Hi all!
I’m really hoping you can help me out here as I ran out of ideas what else to try…
I am trying to set up an AWS cluster which uses my own docker image available from the AWS registry. Everything works and looks OK. I can connect to the head normally and execute the script, the autoscaler initializes new workers as I would expect. Docker is installed via the initialization_command
field in the yaml
file.
But for some reason head cannot connect to workers, or the workers aren’t set up correctly and I’m not sure what’s wrong. I can see them ready in the AWS EC2 instance dashboard, but I don’t see them in the ray dashboard.

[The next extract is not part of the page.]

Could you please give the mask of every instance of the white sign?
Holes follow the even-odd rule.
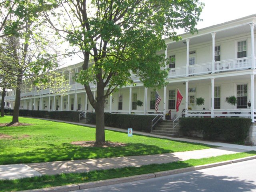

Additionally, when I connect to the head with ray attach
, I am inside docker, and if I ssh
to the head instance, I see the docker files and container running. On the other hand, I can also ssh
to the worker, but I don’t see any docker files and docker containers. I expected that these would be in sync.
Here are two monitoring logs from the head node, one while the process was running and one where I killed the running task on head (just in case it would show anything different):
I’d really appreciate some insight into the issue. Thanks!
Here is also my cluster file:
cluster_name: gem-base
max_workers: 4
upscaling_speed: 1.0
docker:
image: "214830741341.dkr.ecr.eu-central-1.amazonaws.com/gem-base:latest"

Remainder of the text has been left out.